If $\vartheta : \mathbb{A}^* \to \text{Gal}(K^{ab}/K)$ is the idelic artin map, then I know that $K^*$ must be inside the kernel. But what about $\hat{\mathcal{O}}$ ? Must that be inside the kernel of $\vartheta$ as well? It would seem to me that the answer is yes, as $\vartheta$ must be compatible with the ideal Artin map. That is, $J$ is the fractional ideal group and $i : \mathbb{A}^* \to J$ is the map $(a_p)_p \mapsto \prod_p p^{v_p(a_p)}$ and $\theta : J \to \text{Gal}(K^{ab}/K)$ is the ideal artin map, then I must have $\vartheta = \theta \circ i$, right? And the image of $\hat{\mathcal{O}}$ under $i$ is trivial.
Definitely not! In order to be compatible with local class field theory, for each finite place $v$, the Artin map restricted to $\mathcal O_{K_v}^\times\subset \hat{\mathcal O}^\times$ must be the local Artin map.
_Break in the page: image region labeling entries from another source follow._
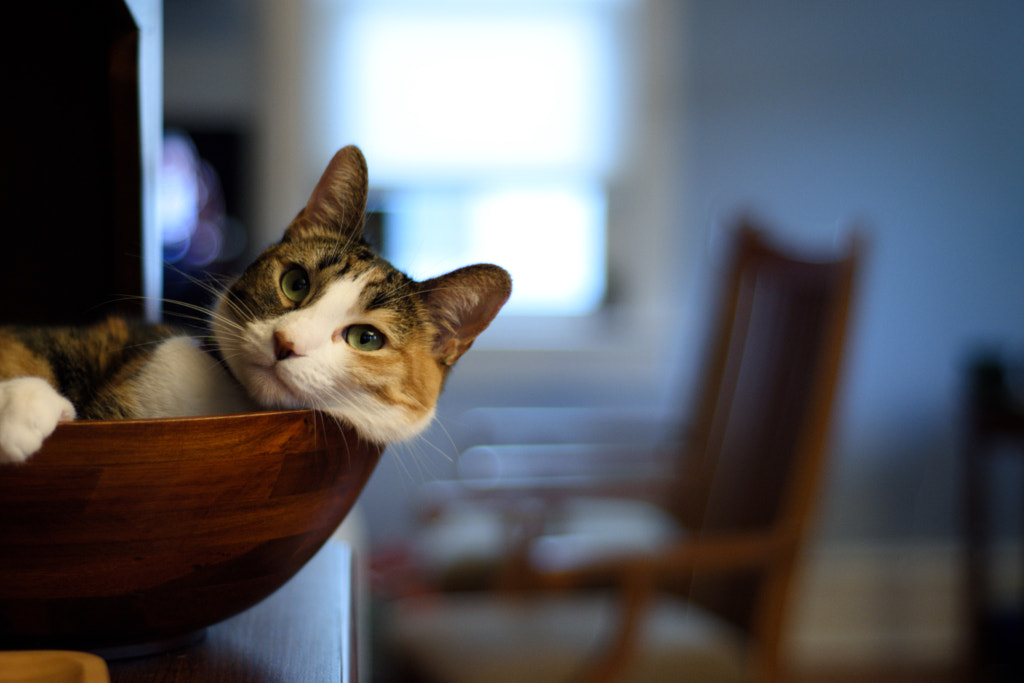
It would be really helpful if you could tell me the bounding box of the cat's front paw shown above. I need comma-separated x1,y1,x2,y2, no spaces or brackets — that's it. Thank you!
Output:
0,377,75,463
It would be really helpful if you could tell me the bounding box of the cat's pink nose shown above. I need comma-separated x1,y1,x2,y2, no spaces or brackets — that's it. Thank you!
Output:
273,330,298,360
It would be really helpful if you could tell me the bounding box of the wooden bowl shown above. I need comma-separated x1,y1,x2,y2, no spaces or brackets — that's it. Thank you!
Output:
0,411,383,654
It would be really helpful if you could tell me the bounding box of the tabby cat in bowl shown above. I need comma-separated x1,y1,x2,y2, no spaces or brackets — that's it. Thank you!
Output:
0,146,511,463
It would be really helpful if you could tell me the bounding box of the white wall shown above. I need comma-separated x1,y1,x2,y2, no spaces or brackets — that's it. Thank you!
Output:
690,1,1024,539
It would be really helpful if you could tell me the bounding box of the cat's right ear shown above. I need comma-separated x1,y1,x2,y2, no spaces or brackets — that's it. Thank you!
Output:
285,144,368,241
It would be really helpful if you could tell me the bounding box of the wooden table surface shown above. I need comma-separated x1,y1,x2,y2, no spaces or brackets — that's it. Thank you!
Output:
108,542,357,683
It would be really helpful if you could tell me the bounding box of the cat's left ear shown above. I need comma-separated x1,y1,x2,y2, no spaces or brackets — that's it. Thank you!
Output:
285,144,368,240
420,264,512,366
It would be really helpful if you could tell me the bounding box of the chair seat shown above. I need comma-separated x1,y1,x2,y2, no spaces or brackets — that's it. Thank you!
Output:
414,498,682,588
389,593,746,683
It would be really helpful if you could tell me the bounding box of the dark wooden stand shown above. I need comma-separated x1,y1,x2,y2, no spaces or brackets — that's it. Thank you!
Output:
964,365,1024,682
108,542,357,683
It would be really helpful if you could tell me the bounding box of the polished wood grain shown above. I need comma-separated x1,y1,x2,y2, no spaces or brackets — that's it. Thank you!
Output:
108,542,357,683
0,411,381,649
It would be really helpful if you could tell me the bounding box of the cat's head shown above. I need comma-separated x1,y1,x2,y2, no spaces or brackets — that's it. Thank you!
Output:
213,146,511,442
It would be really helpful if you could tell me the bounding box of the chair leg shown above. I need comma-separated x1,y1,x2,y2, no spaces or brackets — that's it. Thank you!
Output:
575,570,653,683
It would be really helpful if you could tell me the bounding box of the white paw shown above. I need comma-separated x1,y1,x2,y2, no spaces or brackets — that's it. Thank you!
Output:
0,377,75,463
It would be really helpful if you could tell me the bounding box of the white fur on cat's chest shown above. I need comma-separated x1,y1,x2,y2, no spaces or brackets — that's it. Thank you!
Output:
132,337,255,418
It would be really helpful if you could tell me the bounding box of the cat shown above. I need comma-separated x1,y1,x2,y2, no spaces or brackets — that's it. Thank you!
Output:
0,146,512,463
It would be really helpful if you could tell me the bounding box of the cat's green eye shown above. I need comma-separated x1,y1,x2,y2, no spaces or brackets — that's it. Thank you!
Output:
345,325,384,351
281,267,309,303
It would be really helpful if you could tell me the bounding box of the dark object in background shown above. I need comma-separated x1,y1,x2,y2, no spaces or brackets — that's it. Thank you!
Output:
0,0,150,324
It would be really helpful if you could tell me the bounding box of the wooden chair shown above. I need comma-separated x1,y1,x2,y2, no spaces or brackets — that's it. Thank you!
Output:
391,224,860,683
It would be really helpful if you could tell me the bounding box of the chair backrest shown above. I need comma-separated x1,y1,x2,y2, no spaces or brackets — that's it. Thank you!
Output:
671,224,860,628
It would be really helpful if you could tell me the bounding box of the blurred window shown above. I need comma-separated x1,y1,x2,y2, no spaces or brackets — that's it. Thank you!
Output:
335,0,626,315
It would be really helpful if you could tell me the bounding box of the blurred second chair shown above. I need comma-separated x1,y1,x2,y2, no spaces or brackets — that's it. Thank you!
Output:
390,225,860,683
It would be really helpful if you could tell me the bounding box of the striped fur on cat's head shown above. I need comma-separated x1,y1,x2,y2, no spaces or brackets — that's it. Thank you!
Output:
213,146,511,442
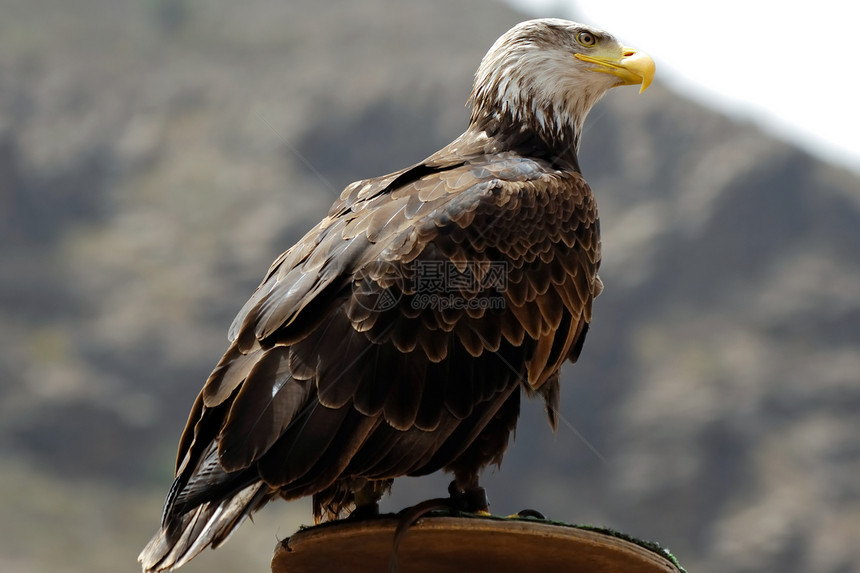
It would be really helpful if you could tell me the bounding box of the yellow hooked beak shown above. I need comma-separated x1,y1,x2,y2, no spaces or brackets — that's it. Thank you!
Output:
574,47,654,93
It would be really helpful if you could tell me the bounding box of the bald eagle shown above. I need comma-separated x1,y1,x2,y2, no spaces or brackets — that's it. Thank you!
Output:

This maps onto the Inertia group $I_{K_v}\subset \mathrm{Gal}(K_v^{\text{ab}}/K_v)$.
In fact, the Artin map gives an isomorphism $$K^\times \backslash\mathbb A^\times_K/C_K\to \mathrm{Gal}(K^{\text{ab}}/K),$$ where if $(K_\infty^\times)^0$ is the identity connected component of the archimedean part $K_\infty^\times$, then $C_K$ is the closure of its image in $K^\times\backslash\mathbb A_K^\times$.